Our wetland sites have been really soggy all year with the unusually high rainfall that we’ve had, so clearing scrub now means negotiating the muddy, squelchy pastures and reedbeds to get to it- and so it is that the dedicated Carmarthenshire volunteers have stomped, waded, slipped, tripped and occasionally slithered their way around the reserves to achieve a huge amount in the last month.
We’ve cleared a fine area of the scattered willow scrub from the pastures of Rhos Cefn Bryn, which will encourage grazing next year and help open up the habitat for more grassland species. We’ve also cleared some of the already cut brash from an area of Cors Goch, where marginal bog restoration has been underway for the last twelve months. The odd welly leak has been discovered and our waterproofs have been put to the test.
On Rhos Cefn Bryn, we have been burning the cut scrub in order to avoid stacking too much of the brash on the grassland margin- bonfires, of course, are not a waterproof’s best friend, with ashes drifting down in the cool air but retaining enough heat to melt holes in unattended clothing. Witness the yell that goes up when the wind changes direction and all our bags and coats are moved around to safety.

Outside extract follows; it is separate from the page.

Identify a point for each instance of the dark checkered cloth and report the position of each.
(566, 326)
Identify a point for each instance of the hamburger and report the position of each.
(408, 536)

There’s no denying though, that to have a fire to warm the hands is a welcome feature indeed on some of the cold December days.
As for the woodlands- it so happens that many of the county’s best woodlands are on steep slopes; often, the woodlands of highest value for biodiversity are often those that have escaped felling, because of their very inaccessibility and inconvenience to manage commercially.
We’ve been clearing the invasive rhododendron from Castle Woods, and have some work left to do to reduce the regeneration of beech in the oak woodlands of Gallt y Tlodion (Poor Mans Wood) near Llandovery. Both sites are very steep in places. Rhododendron, which seems almost sentient in its perverse desire to grow in the least accessible place possible, is gradually losing the battle and we can feel another big bonfire coming on to get rid of the older timbers.
A huge thank you to everyone who has volunteered in Carmarthenshire in the last twelve months, and who has helped manage habitats, maintain public access, and deal with the occasional crisis in the form of broken locks, fallen trees and so on. We couldn’t manage these amazing sites without your help. And if you’ve never tried it- well, January 2013 is a great time to get involved and work off those mince pies! I know that’s what I’ll be doing. I look forward to seeing you there.